In that time period, that's a built in, factor in planning in order to plan the next quarter, the next month, the next week, or today or tomorrow.
So yeah, it's important I think it's really important, actually. The more I thought about it, the more I realized that because we live in a world that's outta balance completely, we're all about, and particularly creatives in creative communities, everybody's talking about goals, purpose, driving forward, aiming for…. we're always looking at the goal and that's future based and, you know, there are dangers in that because if we're thinking always that we must arrive at either, you know, a finished book or some other finished version of our work, or indeed ourselves, you know, this self-improvement thing, that someday we'll be fixed and then we can be happy, then we can feel valid.
There's a real danger in that because, it's not how it actually is. It's only one half of things. If we lean too heavily into that half, as many of us do, and as our culture trains us to do, then we're never really going creative. So the point about conscious creation is that it's never finished
maybe at the moment of death, maybe not even then. So we need to let go of the idea of some sort of future arrival, that we'll be happy when the book is done, or when the kids are raised, or when the house is finished, we've got to move into our current arrival.
Noticing, waking up. These are challenges for us in each unfolding moment. It isn't about dropping our goals, it isn't about not having creative intentions, but it is the rhythm of showing up and letting go both together. Getting a little bit more practical now and about how we apply this in our daily.
As we go about our work, as we go about our living we need to pause in order to fully be, we need moments of. Stillness and presence and attention. That's not a new thing here on the Go Creative podcast. We're often talking about that, uh, being in flow, coming into our breath, getting into alignment with the moment.
There are lots of meditative practices, receptive practices, and I often share such practices here on the podcast. Free writing, writing without a goal, one of the most useful one that's embedded completely into my, creative work and creative practice is, is a fantastic, resource for me and I believe for everybody,
without a particular outcome in mind. Similarly, walking without a destination, just walking to walk, the pleasure of walking. Another practice is listening. Without an opinion. So allowing what is to be without bringing in the opinionating mind, listening to another person, particularly if they're saying something you don't really agree with.
Observing the opinionating mind, but not allowing that to be your full response, containing it within a much broader and deeper listening. So being is. Anything but passive. It's not just about, sitting around, it's about showing up. And when we show up for one moment, the magic is that we become aware in some kind of way of everything, everything that's happened, everything that's within us and beyond us, and everything that's, brought us to here.
Yeah, everything that's contained in us here now, and that whole idea of our past.

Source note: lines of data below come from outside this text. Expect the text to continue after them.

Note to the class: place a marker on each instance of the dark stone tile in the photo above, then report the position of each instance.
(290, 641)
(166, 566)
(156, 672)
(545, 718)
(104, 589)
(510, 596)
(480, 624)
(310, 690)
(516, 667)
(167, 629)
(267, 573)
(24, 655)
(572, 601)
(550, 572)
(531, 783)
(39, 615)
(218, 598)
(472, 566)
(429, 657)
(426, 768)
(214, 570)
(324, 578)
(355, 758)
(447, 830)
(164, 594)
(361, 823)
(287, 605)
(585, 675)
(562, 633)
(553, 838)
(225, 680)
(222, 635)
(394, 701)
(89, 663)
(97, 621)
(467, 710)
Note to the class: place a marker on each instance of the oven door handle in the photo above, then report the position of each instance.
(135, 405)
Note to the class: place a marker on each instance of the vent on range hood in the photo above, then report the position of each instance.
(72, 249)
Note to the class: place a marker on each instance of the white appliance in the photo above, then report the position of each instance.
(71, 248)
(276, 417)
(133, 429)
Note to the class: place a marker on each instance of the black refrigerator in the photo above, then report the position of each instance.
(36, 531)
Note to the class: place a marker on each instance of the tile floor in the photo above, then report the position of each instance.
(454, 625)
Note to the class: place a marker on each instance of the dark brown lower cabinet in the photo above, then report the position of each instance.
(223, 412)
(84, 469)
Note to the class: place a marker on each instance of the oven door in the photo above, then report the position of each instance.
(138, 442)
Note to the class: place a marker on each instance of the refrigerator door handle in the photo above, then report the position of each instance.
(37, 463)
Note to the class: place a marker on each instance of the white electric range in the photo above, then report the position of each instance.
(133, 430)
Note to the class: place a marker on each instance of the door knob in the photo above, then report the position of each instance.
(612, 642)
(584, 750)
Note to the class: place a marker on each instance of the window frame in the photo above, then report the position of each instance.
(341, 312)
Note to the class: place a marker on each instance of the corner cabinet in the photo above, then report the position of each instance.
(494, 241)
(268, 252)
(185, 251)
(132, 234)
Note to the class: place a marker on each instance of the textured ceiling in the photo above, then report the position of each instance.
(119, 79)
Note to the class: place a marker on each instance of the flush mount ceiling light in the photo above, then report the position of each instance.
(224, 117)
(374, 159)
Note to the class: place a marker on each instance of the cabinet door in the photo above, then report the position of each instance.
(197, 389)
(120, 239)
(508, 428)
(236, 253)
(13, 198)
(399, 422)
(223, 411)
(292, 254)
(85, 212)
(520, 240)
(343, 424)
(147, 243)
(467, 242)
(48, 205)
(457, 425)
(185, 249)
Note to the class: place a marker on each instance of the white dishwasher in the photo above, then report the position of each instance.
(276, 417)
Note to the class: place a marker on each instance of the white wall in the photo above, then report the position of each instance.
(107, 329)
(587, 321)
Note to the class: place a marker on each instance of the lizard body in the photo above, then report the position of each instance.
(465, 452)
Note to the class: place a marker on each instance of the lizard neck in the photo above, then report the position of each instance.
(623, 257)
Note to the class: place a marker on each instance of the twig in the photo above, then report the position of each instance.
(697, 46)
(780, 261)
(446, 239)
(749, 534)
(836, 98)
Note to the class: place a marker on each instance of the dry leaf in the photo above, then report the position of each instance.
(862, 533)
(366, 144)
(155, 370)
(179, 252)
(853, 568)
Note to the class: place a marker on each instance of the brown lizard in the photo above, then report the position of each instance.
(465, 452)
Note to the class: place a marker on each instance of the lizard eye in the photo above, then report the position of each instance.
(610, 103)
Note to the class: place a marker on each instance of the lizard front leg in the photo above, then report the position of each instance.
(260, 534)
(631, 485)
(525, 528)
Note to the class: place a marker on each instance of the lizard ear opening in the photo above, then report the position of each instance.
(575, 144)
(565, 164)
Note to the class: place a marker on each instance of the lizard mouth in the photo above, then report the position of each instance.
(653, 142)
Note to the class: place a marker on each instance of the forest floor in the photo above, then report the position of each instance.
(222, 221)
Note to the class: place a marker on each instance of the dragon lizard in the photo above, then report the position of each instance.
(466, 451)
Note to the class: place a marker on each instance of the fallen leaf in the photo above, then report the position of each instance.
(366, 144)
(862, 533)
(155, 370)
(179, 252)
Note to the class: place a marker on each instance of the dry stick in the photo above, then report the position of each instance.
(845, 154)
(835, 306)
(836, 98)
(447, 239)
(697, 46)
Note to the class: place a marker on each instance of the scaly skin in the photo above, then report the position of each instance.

So there's a sort of a womb of memory here that we enter when we hold the moment, when we allow ourselves to just be. So, another exercise you can do is detach slightly from yourself and say to yourself, look at me.

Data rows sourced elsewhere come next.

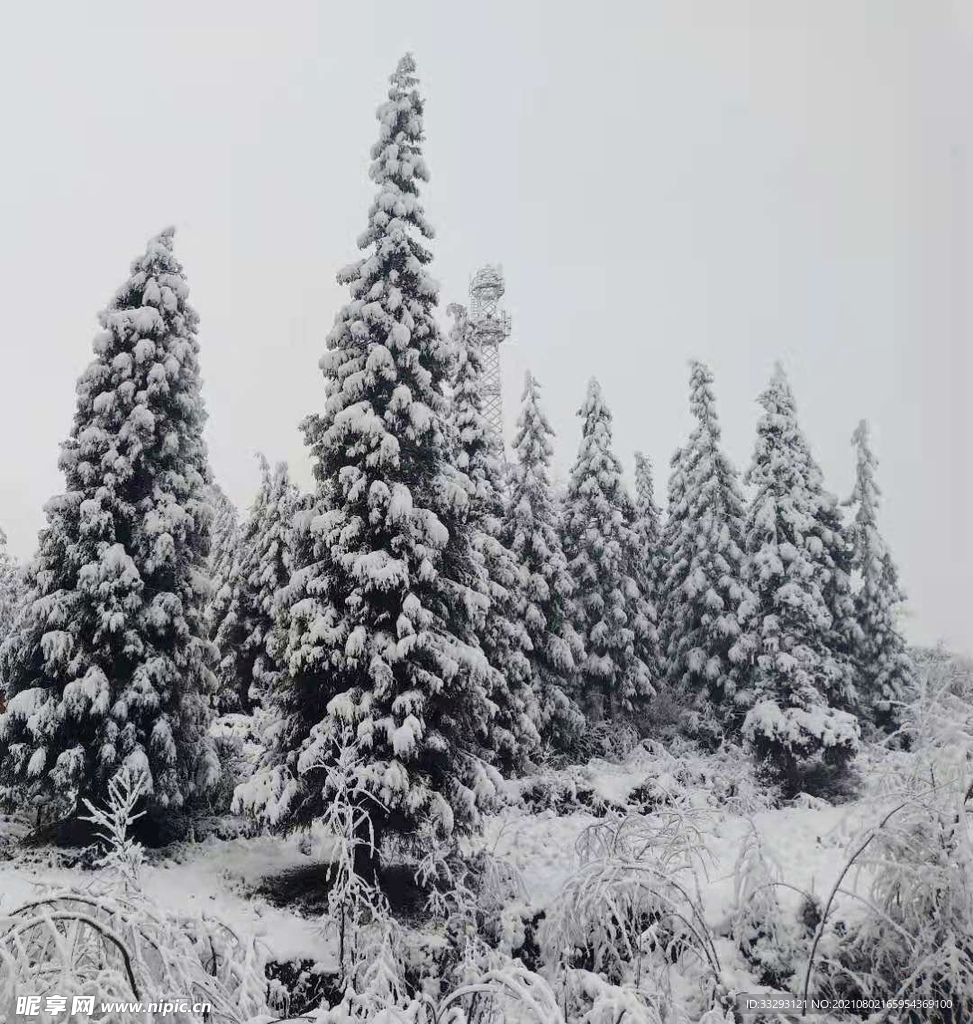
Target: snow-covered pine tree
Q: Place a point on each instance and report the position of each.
(224, 544)
(612, 616)
(647, 526)
(886, 675)
(801, 672)
(533, 532)
(376, 627)
(704, 593)
(262, 568)
(110, 666)
(502, 633)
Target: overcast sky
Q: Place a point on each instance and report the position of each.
(735, 181)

Look at me writing my book or look at me holding my grandchild. Look at me, lost in the woods, whatever it might be. This isn't narcissism, what it is, is about engaging that bigger you that connects you to everything else.
So just to turn your gaze upon yourself and the moment that you're in during the good times. Because, you know, this happens naturally in the bad times. When something awful happens. Look at me. I'm not, well, look at me. I don't feel good today. Look at me and what so and so just did to me and, I'm so angry.

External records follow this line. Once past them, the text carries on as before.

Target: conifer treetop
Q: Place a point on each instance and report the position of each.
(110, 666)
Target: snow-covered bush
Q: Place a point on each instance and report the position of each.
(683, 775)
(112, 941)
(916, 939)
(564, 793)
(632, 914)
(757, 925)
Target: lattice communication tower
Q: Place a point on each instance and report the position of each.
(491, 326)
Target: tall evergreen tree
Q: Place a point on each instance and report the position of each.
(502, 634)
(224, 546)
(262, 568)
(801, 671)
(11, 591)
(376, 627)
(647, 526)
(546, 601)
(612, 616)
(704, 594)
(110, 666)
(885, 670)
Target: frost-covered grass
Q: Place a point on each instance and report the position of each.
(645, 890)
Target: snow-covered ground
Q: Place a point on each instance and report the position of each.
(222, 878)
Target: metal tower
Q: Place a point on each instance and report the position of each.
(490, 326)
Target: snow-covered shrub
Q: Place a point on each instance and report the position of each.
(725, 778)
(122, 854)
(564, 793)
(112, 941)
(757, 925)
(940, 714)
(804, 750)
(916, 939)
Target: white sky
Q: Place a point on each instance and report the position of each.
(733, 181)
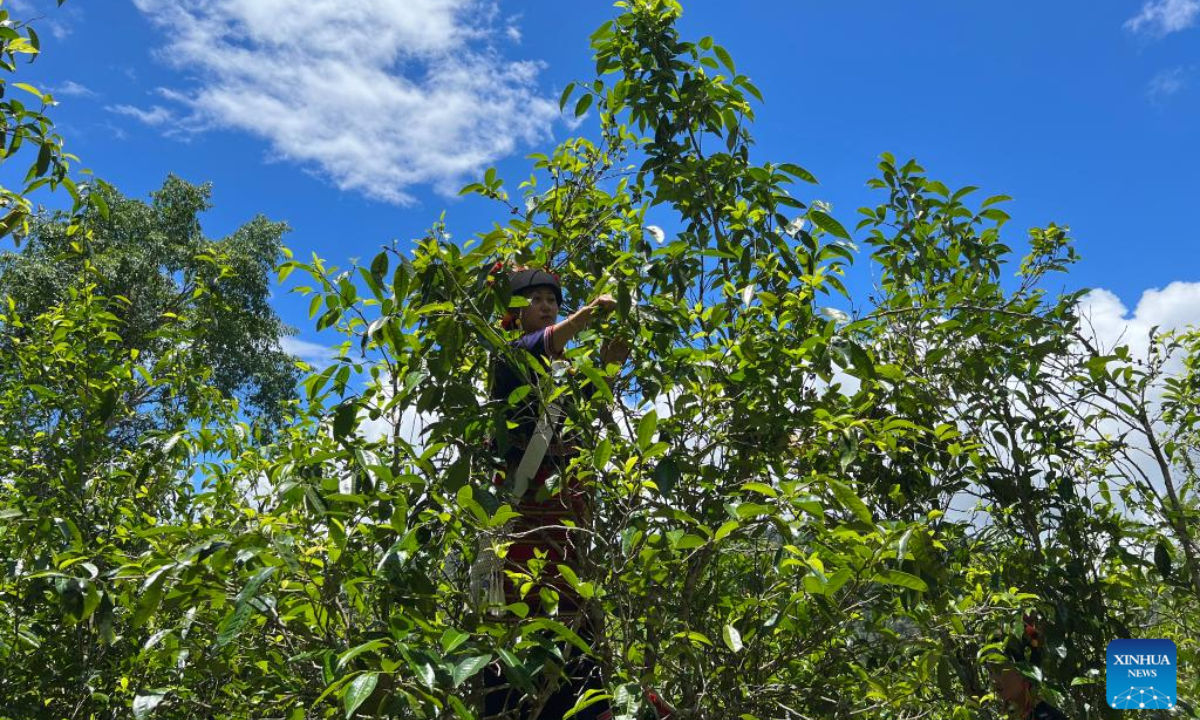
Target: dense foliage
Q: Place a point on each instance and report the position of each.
(802, 513)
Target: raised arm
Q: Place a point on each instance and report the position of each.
(563, 333)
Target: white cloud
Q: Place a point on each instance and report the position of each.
(376, 96)
(47, 16)
(1167, 83)
(310, 352)
(72, 89)
(1163, 17)
(154, 117)
(1109, 321)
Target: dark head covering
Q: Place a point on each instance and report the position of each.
(526, 279)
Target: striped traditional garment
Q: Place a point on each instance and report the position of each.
(544, 516)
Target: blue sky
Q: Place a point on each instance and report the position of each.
(354, 121)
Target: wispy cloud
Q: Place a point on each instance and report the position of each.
(72, 89)
(1110, 323)
(377, 96)
(1167, 83)
(60, 22)
(1163, 17)
(154, 117)
(310, 352)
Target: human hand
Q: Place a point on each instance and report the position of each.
(613, 351)
(605, 303)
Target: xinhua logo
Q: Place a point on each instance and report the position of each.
(1141, 675)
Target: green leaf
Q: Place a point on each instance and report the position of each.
(359, 691)
(345, 417)
(666, 474)
(601, 455)
(45, 154)
(144, 705)
(563, 633)
(1163, 559)
(375, 645)
(468, 667)
(725, 58)
(797, 171)
(583, 103)
(828, 225)
(151, 595)
(235, 621)
(453, 639)
(851, 501)
(646, 429)
(904, 580)
(732, 639)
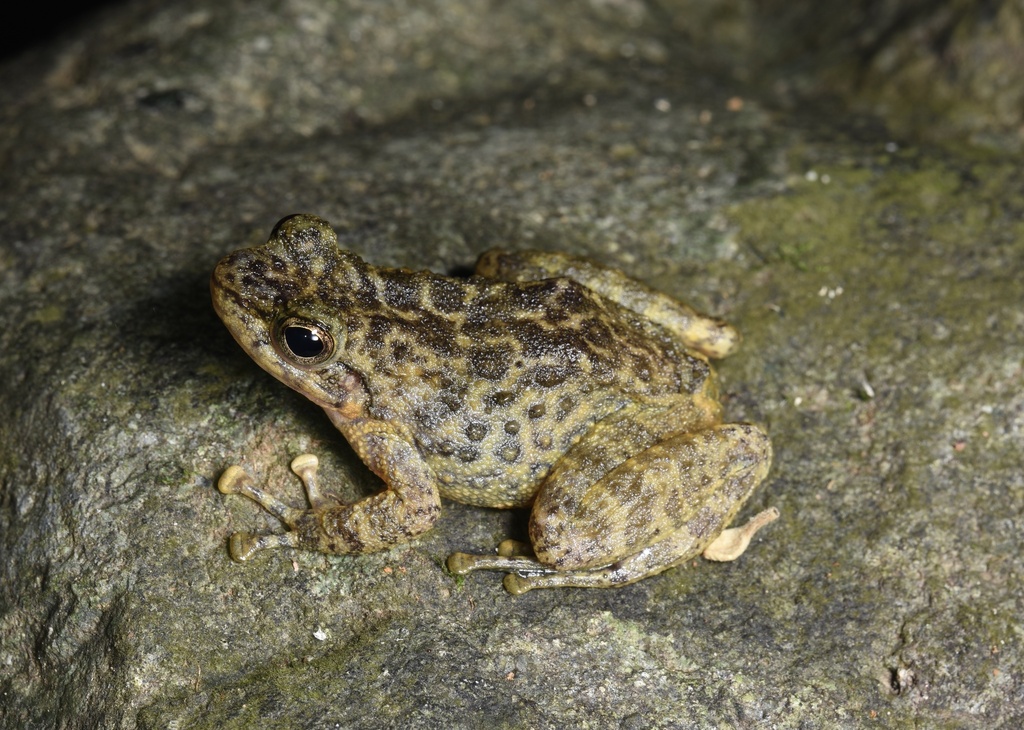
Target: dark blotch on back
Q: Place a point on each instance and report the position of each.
(402, 293)
(446, 295)
(489, 361)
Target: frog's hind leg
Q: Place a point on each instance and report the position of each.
(665, 506)
(714, 338)
(526, 572)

Or look at me grieving my, lost loved one or whatever it might be, when the bad times come and they will. We naturally. Observe ourselves, but when the good times are here, they go unnoticed. And so that's what we're doing as we consciously, move into being. And the thing is that, you know, if people are imprisoned or moved away from their
usual situation, displaced, any sort of enforced removal from what was your day-to-day life leads you to look back at that day-to-day life and to notice all those small things. They always say it's the small, everyday, daily things that they miss. So being is about turning up for them when they're not missing and, being aware.
Becoming, we're much more used to, you know, here in, in the Go Creative! Podcast also in creative worlds generally for, you know, in the creative entrepreneurial space, or anywhere where creatives gather, we talk a lot about the urge to grow, to reach to refined process. To make something or be part of making something, that's bigger than ourselves.
That's something we're very used to. But that doesn't mean just because we're used to talking about it and thinking about it, that we have, ease with. Becoming by definition will bring with it, some kind of resistance. If we want to become something else, then we are inviting in change.
Once we invite in change, you know, the next want that wells up insides us. And leads us forward, but also asks us to do something that we're not used to doing if we were used to doing it, we would be that thing already. So we're not that thing yet. We are becoming it. And there is some part of us and maybe numerous parts of us that are going to resist.
And in that resistance, we learn the difference between dreaming and daring to actually do.
So being aware, of the attachment between being and becoming how fundamentally attached they are, that there is no fight, nothing to fix or resolve between them we just need to notice. It's a simple act. It's very easy. We slip into noticing, that attachment between being and becoming: that is the creative way, when we are observant of both.
And if we locate ourselves within that attachment that stops us being from being overly attached to an outcome, overly certain too early in the process of what the outcome should be the drive of the ego, that push can take over and become unbalanced and is not the most creative way to achieve anything.
Keeps us out of flow sometimes, and brings in the critical mind sometimes, leads to such a level of resistance in our parts that don't want to change, such a level of resistance that we self-sabotage. So going back into that moment each time of where we are, is the key to the creative way.
One possible prompt for you this week.
One possible prompt is to turn your gaze into this moment, with your free writing notebook, open before you and use your five senses. This will ground you in the moment that you are in. So do a session of free writing, 15 minutes, set your clock and use your five senses to describe just what's around you.
First of all, what you're seeing, what you're feeling also on the inside, the outer sense of hearing. And again, you know what's rising within you. So an inner and outer exploration, the five outer senses and the inner senses also of imagination and intuition. Bringing all of that into your free writing.
Once you've. Written where you are right now, the being bit, what you're feeling internally, what you're feeling externally, then ask yourself the question, what am I becoming? What wants to be received? What wants to be risked in this moment? You can just begin the sentence in your free writing with: right now I am. And just state a summary of your being and then write I am becoming, and then off you go and see what is actually coming for you. Because doing this freewriting often refines what we feel we are making, and again, brings more consciousness to the process, which is what it's all about.
And so I'll finish, with a poem about being and becoming.
And I've called it for now. It's a work in progress. Not quite finished, but finished enough to share with you, and I've called it The Egg and the Seed,
The little cafe window is raining on the inside. Condensation condensing through the hiss and burble of the coffee machine. Morning is marked with a hundred cups. On the way here a black bird in a tree opened its throat to the rising light. Memory is a womb. A moment cannot explain itself. It arrives, the smell of bread at the edge of hunger, then it's lost to the taste of being eaten.
I sit now. My pen is waiting fire in its blade, an idea aching to leap over the scent of coffee, before it is imbibed. Inhaled.
Digestion occurs beneath the ribs. Belly fills with hunger as it is emptied up food. Sword and Saint, idea and incense, man and woman circle my table. In my seated body, saliva stirs. The egg of now. The seed of next. My being and my becoming. I put down my coffee cup. I pick up my pen.